Ama bu yazı, o koltukta oturan çocuklardan değil, yere oturup hâlâ oraya ulaşmayı hayal edenlerden bahsetmek istiyor. Çünkü her çocuğun bayramı değil bu gün; hâlâ savaşların ortasında büyüyen, suya ulaşamayan, okul yüzü göremeyen, kardeşini sırtında taşıyan çocuklar var. Ve bu çocuklar için bayram, bir umut olmaktan öteye geçemiyor.
Bir çocuğun gözleri anlatır çoğu zaman suskunluğunu. Bayram günlerinde bile yüzü gülmeyen, elleri alkış tutmayı bilmeyen çocuklar var. Oysa onların da hakkı var çocuk olmaya, karnı tok, uykusu huzurlu, geleceği parlak bir hayat hayal etmeye.
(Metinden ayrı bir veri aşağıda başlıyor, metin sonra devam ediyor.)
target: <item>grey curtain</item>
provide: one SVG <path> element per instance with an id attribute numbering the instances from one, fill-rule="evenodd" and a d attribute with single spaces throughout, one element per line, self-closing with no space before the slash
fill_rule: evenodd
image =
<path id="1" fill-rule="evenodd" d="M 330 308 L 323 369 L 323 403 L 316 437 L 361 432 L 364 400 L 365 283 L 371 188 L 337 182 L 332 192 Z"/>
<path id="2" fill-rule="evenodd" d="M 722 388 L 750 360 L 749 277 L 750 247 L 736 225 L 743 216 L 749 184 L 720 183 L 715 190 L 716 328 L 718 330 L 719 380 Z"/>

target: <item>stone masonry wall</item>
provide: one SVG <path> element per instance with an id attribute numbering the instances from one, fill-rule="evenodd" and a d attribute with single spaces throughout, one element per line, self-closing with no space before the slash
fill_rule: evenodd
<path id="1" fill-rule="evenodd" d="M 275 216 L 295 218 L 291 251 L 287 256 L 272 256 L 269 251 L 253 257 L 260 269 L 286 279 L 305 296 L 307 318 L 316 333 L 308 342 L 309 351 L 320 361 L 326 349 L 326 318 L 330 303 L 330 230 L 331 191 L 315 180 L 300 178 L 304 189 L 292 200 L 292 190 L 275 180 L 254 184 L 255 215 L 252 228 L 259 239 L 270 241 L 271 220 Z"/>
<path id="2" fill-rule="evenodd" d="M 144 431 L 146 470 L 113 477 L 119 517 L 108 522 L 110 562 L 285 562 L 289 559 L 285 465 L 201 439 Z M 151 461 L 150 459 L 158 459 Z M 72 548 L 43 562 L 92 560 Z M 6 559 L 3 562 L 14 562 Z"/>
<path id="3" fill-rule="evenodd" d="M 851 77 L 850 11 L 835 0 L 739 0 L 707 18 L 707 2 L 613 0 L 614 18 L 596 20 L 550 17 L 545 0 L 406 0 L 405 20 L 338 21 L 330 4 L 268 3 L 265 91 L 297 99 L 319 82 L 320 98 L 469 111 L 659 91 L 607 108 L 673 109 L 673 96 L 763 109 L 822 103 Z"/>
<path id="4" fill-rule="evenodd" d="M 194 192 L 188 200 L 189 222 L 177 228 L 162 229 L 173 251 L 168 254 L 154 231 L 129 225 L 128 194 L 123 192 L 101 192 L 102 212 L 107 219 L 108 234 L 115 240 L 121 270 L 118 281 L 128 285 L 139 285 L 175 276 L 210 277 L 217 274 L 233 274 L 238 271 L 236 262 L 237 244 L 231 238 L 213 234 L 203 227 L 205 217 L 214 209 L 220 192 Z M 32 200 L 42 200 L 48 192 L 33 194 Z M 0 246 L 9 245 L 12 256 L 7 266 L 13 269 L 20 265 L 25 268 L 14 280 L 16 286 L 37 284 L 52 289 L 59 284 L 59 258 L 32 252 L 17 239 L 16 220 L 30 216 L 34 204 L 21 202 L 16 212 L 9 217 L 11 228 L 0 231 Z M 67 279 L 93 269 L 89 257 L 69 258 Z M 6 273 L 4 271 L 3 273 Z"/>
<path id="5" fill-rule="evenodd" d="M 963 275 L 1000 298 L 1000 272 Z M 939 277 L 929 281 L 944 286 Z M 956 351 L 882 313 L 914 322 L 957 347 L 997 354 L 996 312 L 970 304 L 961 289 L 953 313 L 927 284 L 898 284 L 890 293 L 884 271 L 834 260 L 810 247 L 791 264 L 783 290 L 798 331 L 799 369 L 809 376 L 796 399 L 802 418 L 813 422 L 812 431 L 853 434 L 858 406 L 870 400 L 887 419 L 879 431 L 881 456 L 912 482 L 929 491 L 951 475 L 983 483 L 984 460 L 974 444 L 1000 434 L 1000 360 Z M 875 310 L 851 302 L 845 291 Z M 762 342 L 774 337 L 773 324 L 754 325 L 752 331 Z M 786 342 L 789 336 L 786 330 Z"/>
Çünkü çocuk olmak bir ayrıcalık değil, doğuştan gelen bir haktır.
23 Nisan, bir sandalye... Boş değil ama tamamlanmamış. Çünkü o sandalyede her çocuğun izi olmalı. Sadece süslenmiş sınıflarda şiir okuyanların değil; sokakta mendil satan, küçük yaşta işçi olan, kimliği bile olmayan çocukların da hakkı var o sandalyede. Gerçek bayram, o zaman kutlanacak.
Kimi zaman da o sandalye, sadece bir hayaldir. Küçük bir kızın okul yolunu izleyip de hiç varamadığı bir hayal. Bir çocuğun “büyüyünce doktor olacağım” dediği ama hastaneye yalnızca hasta olarak gidebildiği bir yolculuk. İşte o yüzden, 23 Nisan bir hatırlatma olmalı: Unuttuklarımızı, görmezden geldiklerimizi, alıştıklarımızı tekrar fark etme günü…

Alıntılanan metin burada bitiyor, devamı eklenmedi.